Experten: Gully am Hauptbahnhof war nicht ausreichend abgesichert

Das sei definitiv nicht ausreichend gewesen, sagte der Potsdamer Strafrechtler Mathias Noll, der die Angehörigen der 83-Jährigen vertritt. Aus seiner Sicht hätte das Loch mit einem Absperrgitter oder einer Abdeckung gesichert sein müssen – „gerade an einer derart belebten Stelle, an der auch ein Radweg vorbeiläuft“. Auch neugierige Kinder hätten in den Schacht fallen können, kritisierte Noll auf Anfrage. Er wolle – neben dem Strafverfahren – auch Schadensersatz- und Schmerzensgeld-Ansprüche gegen die Stadtwerke geltend machen, kündigte der Anwalt an. Die Frau hinterließ einen Mann und hatte zudem drei Kinder.

Gegenüber den PNN hatte bereits Uli Korsch, ein Experte für Baustellenabsicherung, erklärt, der Gully sei „nicht fachgerecht abgesichert“ worden. Solche Abweichungen von Regeln seien aber leider bundesweit üblich, hatte Korsch erklärt, der seit Jahren Behörden zur Baustellensicherung berät und eine Internetseite zu dem Thema betreibt. Etwas anders klingt es bei der städtischen Verkehrsbehörde: Laut dieser galt die Richtlinie für die Sicherung von Arbeitsstellen (RSA). Dort heißt es, bei Arbeiten von kürzerer Dauer auf Geh- und Radwegen seien „Leitkegel oder kleine Leitbaken“ zur Sicherung ausreichend. Speziell zu Gullys heißt es in den RSA-Regeln weiter, dort „können“ mobile Absturzsicherungen eingesetzt werden. Allgemeiner heißt es in der Brandenburgischen Bauordnung, bei Arbeiten, „durch die unbeteiligte Personen gefährdet werden können, ist die Gefahrenzone abzugrenzen oder durch Warnzeichen zu kennzeichnen“. Soweit „erforderlich“, seien Baustellen mit einem Bauzaun abzugrenzen.

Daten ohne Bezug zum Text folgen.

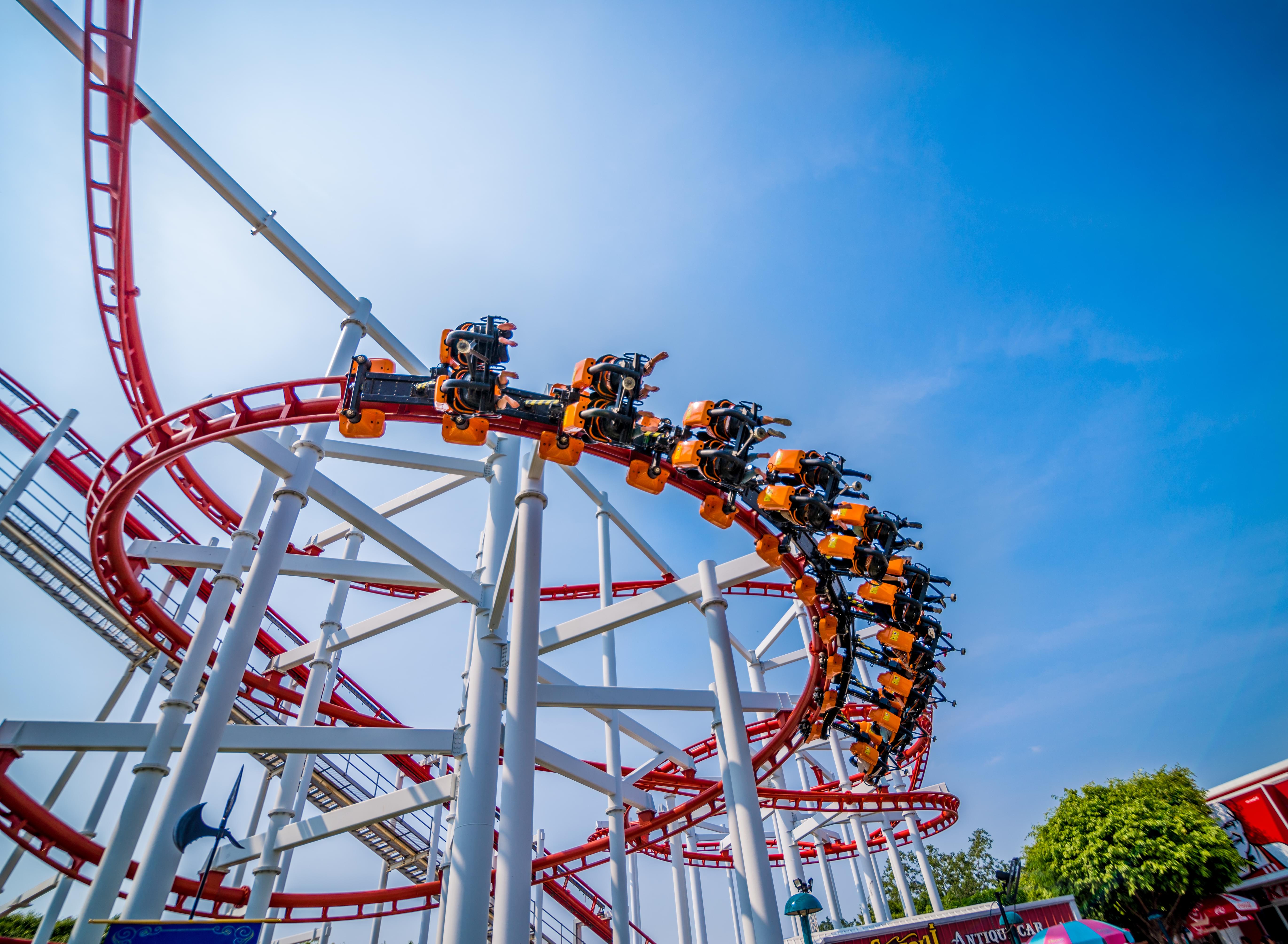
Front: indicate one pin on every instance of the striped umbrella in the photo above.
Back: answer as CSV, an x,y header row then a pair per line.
x,y
1086,932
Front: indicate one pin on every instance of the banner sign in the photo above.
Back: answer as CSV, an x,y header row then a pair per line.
x,y
970,925
184,933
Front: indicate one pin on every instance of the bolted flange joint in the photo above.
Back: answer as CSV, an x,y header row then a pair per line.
x,y
531,494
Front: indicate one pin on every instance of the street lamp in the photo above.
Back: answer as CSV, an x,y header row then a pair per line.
x,y
803,905
1009,887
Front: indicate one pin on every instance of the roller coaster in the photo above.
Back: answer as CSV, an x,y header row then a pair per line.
x,y
431,810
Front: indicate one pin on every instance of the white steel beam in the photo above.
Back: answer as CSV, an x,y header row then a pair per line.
x,y
580,772
652,699
772,637
806,827
66,31
366,629
173,554
238,739
618,518
393,507
500,593
346,820
280,460
629,727
786,660
643,769
405,459
685,590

Stadtwerke Potsdam reagieren - intern

Die Stadtwerke haben – obwohl sie ihre Mitarbeiter ausdrücklich weiterhin in Schutz nehmen – intern bereits reagiert. Unternehmenssprecherin Silke Baltrusch teilte am Freitag auf PNN-Anfrage mit, nach dem Unfall hätten – auch mit dem Landesamt für Arbeitsschutz – „intensive Gespräche“ zur Auswertung des Vorfalls stattgefunden. In der Folge seien zusätzliche Baustellensicherungen festgelegt worden, die über Bestimmungen der Straßenverkehrsordnung hinausgingen, wie Baltrusch erklärte. Die neuen Festlegungen würden bereits gelten. Weitere Details nannte sie nicht. Zudem hätten alle Mitarbeiter des Kanalnetzes, die Tätigkeiten im Straßen-, Geh- und Radwegebereich durchführen, an einem zusätzlichen Seminar zur Absicherung von Arbeitsstellen teilgenommen, geleitet von einem Sachverständigen für Arbeitssicherheit. Zudem erklärte Baltrusch ausdrücklich, „dass die vor Ort tätigen Mitarbeiter unverzüglich Hilfe geleistet und Rettungskräfte alarmiert haben“.

Sollte die Staatsanwaltschaft Anklage erheben und jemand wegen Fahrlässigkeit verurteilt werden, droht laut Gesetz eine Freiheitsstrafe bis zu fünf Jahren. In der Rechtspraxis bleibt es aber häufig bei Bewährungsstrafen.